Spaulding v. Wells Fargo Bank, N.A.
No. 12-1973 (U.S. Court of Appeals for the Fourth Circuit, April 19, 2013)

by Colleen K. O’Brien, Associate
Semmes, Bowen & Semmes (www.semmes.com)

This case involves state law claims advanced by Plaintiffs against their mortgage servicer company, Wells Fargo, based on Wells Fargo’s denial of a mortgage modification request by the homeowners. The District Court granted Wells Fargo’s Rule 12(b)(6) Motion to Dismiss for failure to state a claim upon which relief could be granted, and the Fourth Circuit affirmed.

Factually, Plaintiffs applied to Wells Fargo for a mortgage modification under the Home Affordable Modification Program (“HAMP”), enacted in response to the mortgage crisis in the fall of 2008, and codified at 12 U.S.C. § 5201 et seq. The homeowners claimed financial hardship and the inability to make their full monthly mortgage payments. In the initial application, Plaintiffs sent Wells Fargo two (2) weeks’ worth of pay stubs. Wells Fargo requested additional income information from the Plaintiffs, and stated that if the information was not provided by a date certain, that the modification request would be cancelled. Plaintiffs belatedly provided the requested income information, and their mortgage modification request was ultimately denied. Feeling aggrieved by Wells Fargo’s actions, the homeowners filed suit, alleging five (5) state law claims: 1) breach of implied-in-fact contract; 2) negligence; 3) violations of the Maryland Consumer Protection Act (MCPA); 4) negligent misrepresentation; and, 5) common law fraud. The jist of every cause of action was an accusation that Wells Fargo failed to follow the HAMP guidelines.

The District Court granted Wells Fargo’s Motion to Dismiss. On appeal, the Fourth Circuit affirmed. As to the implied-in-fact contract claim, the Court held that none of the parties’ conduct was sufficient to constitute a meeting of the minds, evidencing either an express or implied contract. The Court held that Wells Fargo had no duty to the Plaintiffs, so the negligence claim also failed. The MCPA claim failed because Wells Fargo made no false statement in connection with the mortgage modification rejection, and moreover, Plaintiffs’ did not comply with the heightened pleading requirements for MCPA claims. Plaintiffs’ negligent misrepresentation claim failed because Wells Fargo never made any false statement to Plaintiffs, and further, owed no duty of care to them.

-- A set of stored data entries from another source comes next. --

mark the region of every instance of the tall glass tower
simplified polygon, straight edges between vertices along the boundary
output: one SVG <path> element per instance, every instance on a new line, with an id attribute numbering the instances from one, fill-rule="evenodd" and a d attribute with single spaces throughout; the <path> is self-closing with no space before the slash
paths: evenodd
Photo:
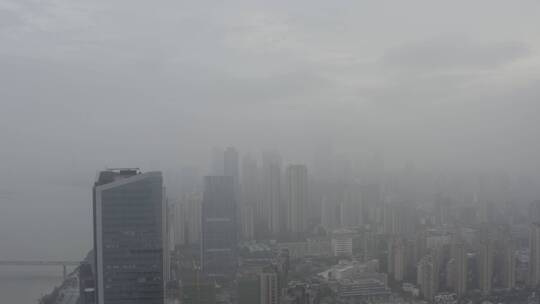
<path id="1" fill-rule="evenodd" d="M 98 304 L 163 304 L 166 208 L 161 172 L 111 169 L 93 191 Z"/>
<path id="2" fill-rule="evenodd" d="M 202 271 L 216 279 L 236 272 L 238 225 L 234 179 L 206 176 L 202 202 Z"/>

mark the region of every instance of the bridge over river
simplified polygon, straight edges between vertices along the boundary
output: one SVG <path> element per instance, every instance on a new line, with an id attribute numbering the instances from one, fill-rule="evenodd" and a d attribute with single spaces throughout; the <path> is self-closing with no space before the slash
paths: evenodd
<path id="1" fill-rule="evenodd" d="M 48 261 L 48 260 L 0 260 L 0 266 L 62 266 L 64 279 L 68 266 L 79 266 L 79 261 Z"/>

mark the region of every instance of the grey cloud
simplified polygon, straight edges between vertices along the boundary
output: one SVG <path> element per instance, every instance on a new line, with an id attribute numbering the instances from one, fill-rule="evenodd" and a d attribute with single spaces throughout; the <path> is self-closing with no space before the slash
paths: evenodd
<path id="1" fill-rule="evenodd" d="M 405 69 L 496 68 L 531 53 L 521 42 L 479 43 L 466 38 L 440 37 L 388 50 L 380 62 Z"/>
<path id="2" fill-rule="evenodd" d="M 19 15 L 10 10 L 0 9 L 0 30 L 23 24 Z"/>

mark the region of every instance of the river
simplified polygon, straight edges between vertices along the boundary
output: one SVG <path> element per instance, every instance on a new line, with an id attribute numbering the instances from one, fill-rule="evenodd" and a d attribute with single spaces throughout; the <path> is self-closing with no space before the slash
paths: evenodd
<path id="1" fill-rule="evenodd" d="M 90 187 L 0 187 L 0 260 L 84 258 L 92 245 Z M 61 283 L 61 266 L 0 266 L 0 303 L 37 303 Z"/>
<path id="2" fill-rule="evenodd" d="M 0 303 L 37 303 L 61 283 L 60 266 L 0 266 Z"/>

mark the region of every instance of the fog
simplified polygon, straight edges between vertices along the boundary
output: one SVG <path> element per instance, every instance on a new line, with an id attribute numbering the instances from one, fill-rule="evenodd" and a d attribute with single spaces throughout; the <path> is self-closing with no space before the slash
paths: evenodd
<path id="1" fill-rule="evenodd" d="M 0 258 L 80 259 L 98 170 L 163 170 L 174 193 L 214 147 L 538 198 L 539 17 L 532 0 L 0 0 Z"/>

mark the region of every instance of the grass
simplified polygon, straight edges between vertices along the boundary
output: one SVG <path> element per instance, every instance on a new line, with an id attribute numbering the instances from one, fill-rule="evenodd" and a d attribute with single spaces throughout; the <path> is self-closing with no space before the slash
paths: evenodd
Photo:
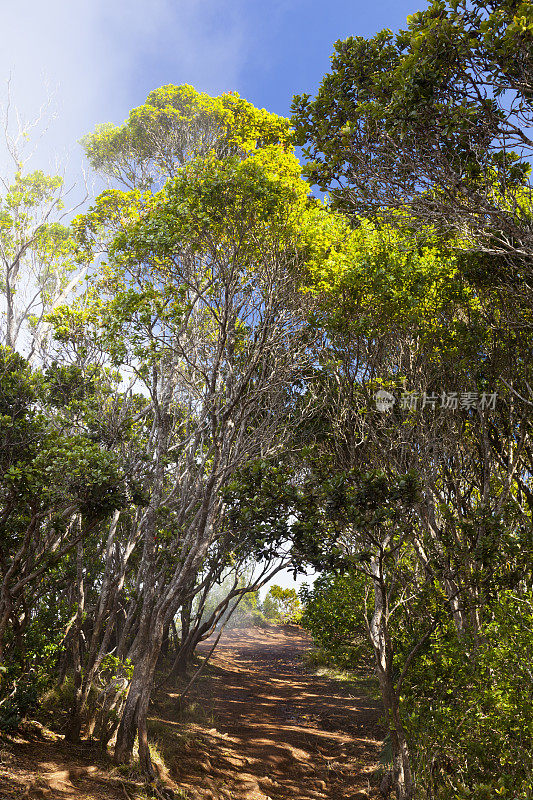
<path id="1" fill-rule="evenodd" d="M 168 767 L 161 750 L 161 742 L 159 740 L 152 740 L 149 742 L 148 747 L 150 750 L 150 758 L 152 759 L 152 763 L 159 777 L 162 779 L 167 778 Z M 110 771 L 110 774 L 112 773 L 118 773 L 131 781 L 138 781 L 143 778 L 141 765 L 139 763 L 139 746 L 137 742 L 133 748 L 133 758 L 129 764 L 120 764 L 113 767 Z"/>
<path id="2" fill-rule="evenodd" d="M 201 725 L 208 723 L 214 726 L 214 715 L 212 712 L 206 711 L 199 703 L 189 702 L 184 703 L 181 708 L 175 708 L 172 721 L 160 717 L 151 717 L 148 720 L 150 755 L 158 776 L 163 782 L 170 778 L 170 768 L 179 759 L 183 748 L 201 739 L 198 733 L 194 730 L 191 731 L 189 727 L 194 722 Z M 174 792 L 177 798 L 187 798 L 183 790 L 174 789 Z"/>
<path id="3" fill-rule="evenodd" d="M 330 658 L 323 650 L 317 648 L 308 651 L 303 657 L 304 666 L 319 678 L 329 678 L 338 683 L 346 684 L 347 689 L 354 689 L 372 698 L 380 700 L 381 693 L 375 675 L 371 674 L 371 666 L 362 663 L 357 669 L 338 667 L 331 663 Z"/>

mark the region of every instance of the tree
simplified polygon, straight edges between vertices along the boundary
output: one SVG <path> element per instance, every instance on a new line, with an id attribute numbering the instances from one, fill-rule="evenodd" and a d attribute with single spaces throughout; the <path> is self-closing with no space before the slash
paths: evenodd
<path id="1" fill-rule="evenodd" d="M 410 746 L 415 737 L 400 688 L 417 659 L 453 629 L 456 657 L 477 663 L 505 588 L 512 585 L 520 602 L 529 602 L 530 417 L 509 389 L 528 367 L 516 355 L 515 336 L 488 321 L 453 250 L 433 231 L 363 220 L 350 231 L 333 216 L 330 225 L 337 244 L 317 269 L 311 261 L 309 275 L 319 298 L 313 322 L 325 331 L 313 386 L 322 403 L 302 429 L 307 469 L 318 487 L 315 494 L 307 490 L 308 503 L 315 498 L 322 518 L 302 510 L 301 529 L 309 527 L 301 546 L 319 569 L 369 573 L 374 602 L 371 607 L 369 594 L 366 619 L 390 714 L 395 788 L 409 797 L 415 777 L 409 753 L 420 748 Z M 481 402 L 489 387 L 497 390 L 494 408 Z M 451 390 L 455 406 L 443 399 Z M 390 395 L 387 410 L 376 403 L 378 391 Z M 473 402 L 462 403 L 462 392 L 471 392 Z M 515 458 L 502 458 L 498 449 L 509 456 L 511 442 Z M 348 525 L 342 509 L 347 491 L 354 502 L 353 481 L 343 487 L 353 470 L 381 477 L 364 481 L 375 517 L 358 520 L 356 505 Z M 380 515 L 399 500 L 396 495 L 390 506 L 391 490 L 408 476 L 419 488 L 417 499 L 403 510 L 396 506 L 391 530 L 380 527 Z M 324 529 L 328 508 L 331 535 L 318 547 L 316 531 Z M 350 546 L 366 552 L 366 564 L 336 564 L 336 548 Z M 428 752 L 434 744 L 423 747 Z M 448 745 L 441 742 L 431 756 L 435 764 L 442 764 L 443 751 Z M 509 780 L 520 785 L 516 764 Z M 419 775 L 427 777 L 426 767 Z M 473 773 L 468 779 L 474 785 Z"/>
<path id="2" fill-rule="evenodd" d="M 363 622 L 365 576 L 357 570 L 344 574 L 325 570 L 312 586 L 303 584 L 300 597 L 301 624 L 321 653 L 335 665 L 356 669 L 368 651 Z"/>
<path id="3" fill-rule="evenodd" d="M 17 697 L 29 691 L 32 674 L 43 670 L 42 654 L 28 642 L 39 641 L 52 658 L 60 647 L 55 626 L 61 630 L 67 625 L 68 632 L 80 622 L 83 603 L 78 598 L 75 616 L 68 622 L 61 589 L 69 587 L 71 580 L 82 587 L 76 555 L 84 546 L 95 546 L 100 523 L 125 503 L 124 476 L 115 455 L 92 441 L 86 427 L 81 429 L 82 394 L 91 394 L 94 384 L 72 370 L 62 374 L 61 383 L 58 377 L 53 370 L 32 371 L 13 350 L 0 349 L 0 664 L 4 672 L 0 707 L 4 715 L 6 707 L 13 707 Z M 68 419 L 71 408 L 60 394 L 75 396 L 76 425 L 72 416 Z M 51 584 L 56 595 L 50 599 Z M 39 615 L 43 606 L 46 613 Z M 46 640 L 46 633 L 51 640 Z M 50 674 L 43 677 L 49 680 Z"/>
<path id="4" fill-rule="evenodd" d="M 308 192 L 287 124 L 235 98 L 211 108 L 221 103 L 238 112 L 233 127 L 216 118 L 221 141 L 233 142 L 223 157 L 212 148 L 180 166 L 176 156 L 163 189 L 103 193 L 78 220 L 81 246 L 103 244 L 107 262 L 87 299 L 54 317 L 61 339 L 99 347 L 149 397 L 150 499 L 135 521 L 136 600 L 118 650 L 134 670 L 115 747 L 128 760 L 137 734 L 148 775 L 146 714 L 165 630 L 223 542 L 224 488 L 288 446 L 312 359 L 298 292 Z M 191 119 L 201 143 L 204 117 L 199 129 L 196 111 Z"/>
<path id="5" fill-rule="evenodd" d="M 394 787 L 398 800 L 412 800 L 415 781 L 400 692 L 409 663 L 429 635 L 419 634 L 397 673 L 392 617 L 424 589 L 403 564 L 413 529 L 417 483 L 413 475 L 340 474 L 330 469 L 312 475 L 301 490 L 294 535 L 299 551 L 319 570 L 366 576 L 364 622 L 371 644 L 391 737 Z M 357 600 L 357 598 L 354 598 Z"/>
<path id="6" fill-rule="evenodd" d="M 150 92 L 123 125 L 84 137 L 92 167 L 127 189 L 157 190 L 195 158 L 242 157 L 257 146 L 290 144 L 289 121 L 236 92 L 220 97 L 168 84 Z"/>
<path id="7" fill-rule="evenodd" d="M 26 172 L 23 149 L 33 125 L 22 125 L 17 115 L 13 132 L 11 122 L 8 98 L 2 123 L 13 174 L 0 176 L 1 341 L 32 360 L 50 333 L 46 315 L 67 300 L 85 270 L 63 224 L 69 213 L 63 178 Z"/>
<path id="8" fill-rule="evenodd" d="M 302 613 L 302 606 L 296 589 L 271 586 L 263 600 L 263 614 L 267 619 L 291 622 Z"/>
<path id="9" fill-rule="evenodd" d="M 307 175 L 354 223 L 434 226 L 530 293 L 532 45 L 518 0 L 435 0 L 396 36 L 337 42 L 316 98 L 294 98 Z"/>

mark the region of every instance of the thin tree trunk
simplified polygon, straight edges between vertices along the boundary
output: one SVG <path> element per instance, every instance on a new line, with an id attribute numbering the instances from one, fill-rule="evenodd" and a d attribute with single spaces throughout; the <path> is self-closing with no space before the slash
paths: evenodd
<path id="1" fill-rule="evenodd" d="M 74 664 L 74 698 L 70 712 L 70 722 L 66 738 L 78 742 L 82 726 L 82 667 L 80 635 L 83 622 L 85 592 L 83 588 L 83 544 L 78 542 L 76 553 L 76 623 L 72 632 L 72 661 Z"/>
<path id="2" fill-rule="evenodd" d="M 81 694 L 79 698 L 79 708 L 77 711 L 78 716 L 81 716 L 87 705 L 87 700 L 89 699 L 91 689 L 93 688 L 94 685 L 94 678 L 96 676 L 100 664 L 102 663 L 102 659 L 106 654 L 107 646 L 109 644 L 109 639 L 111 637 L 111 633 L 114 627 L 114 615 L 111 614 L 111 608 L 115 602 L 117 587 L 113 585 L 115 579 L 113 577 L 112 551 L 114 547 L 114 541 L 115 541 L 115 535 L 117 531 L 119 517 L 120 517 L 120 512 L 116 511 L 113 515 L 113 519 L 110 524 L 109 535 L 106 544 L 105 569 L 102 579 L 100 600 L 96 610 L 93 629 L 91 631 L 90 637 L 88 637 L 89 647 L 84 664 L 84 674 L 80 690 Z M 119 586 L 120 586 L 120 581 L 122 579 L 123 575 L 119 576 L 119 581 L 118 581 Z M 104 625 L 104 619 L 108 614 L 109 614 L 109 619 L 107 620 L 107 624 L 105 626 L 105 630 L 102 637 L 101 634 Z M 96 717 L 96 710 L 91 715 L 91 719 L 89 721 L 90 732 L 92 732 L 92 729 L 94 729 L 95 717 Z"/>
<path id="3" fill-rule="evenodd" d="M 413 800 L 415 782 L 401 719 L 399 698 L 394 685 L 392 643 L 388 632 L 387 593 L 379 558 L 374 559 L 371 570 L 374 583 L 374 612 L 368 624 L 368 632 L 374 648 L 381 696 L 391 737 L 393 785 L 397 800 Z"/>

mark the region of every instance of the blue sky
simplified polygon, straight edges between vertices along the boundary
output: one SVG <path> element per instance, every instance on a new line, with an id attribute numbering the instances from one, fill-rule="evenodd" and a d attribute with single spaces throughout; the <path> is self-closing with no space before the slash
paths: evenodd
<path id="1" fill-rule="evenodd" d="M 76 143 L 84 133 L 98 122 L 121 122 L 165 83 L 212 94 L 237 90 L 288 114 L 293 94 L 318 86 L 336 39 L 396 30 L 425 3 L 23 0 L 4 6 L 0 99 L 10 72 L 14 102 L 26 116 L 52 91 L 56 118 L 37 161 L 52 153 L 60 162 L 69 157 L 72 172 L 81 165 Z"/>

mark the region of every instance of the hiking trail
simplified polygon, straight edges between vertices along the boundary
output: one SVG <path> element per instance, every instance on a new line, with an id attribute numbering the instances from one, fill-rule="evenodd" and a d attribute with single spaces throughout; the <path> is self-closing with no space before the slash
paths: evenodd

In addition, there was no plausible claim of justifiable action in reliance on Wells Fargo’s allegedly false statement, or damages proximately caused by the statement. Finally, Plaintiffs’ common law fraud claim failed because there was no plausible claim of false representation by Wells Fargo, for the purpose of defrauding Plaintiffs, or that Plaintiffs relied upon the representations and suffered damages as a result. Moreover, the common law fraud claim failed to adhere to the heightened pleading standards required as well. The Fourth Circuit agreed with the District Court that the Plaintiffs’ Complaint, in its entirety, must be dismissed.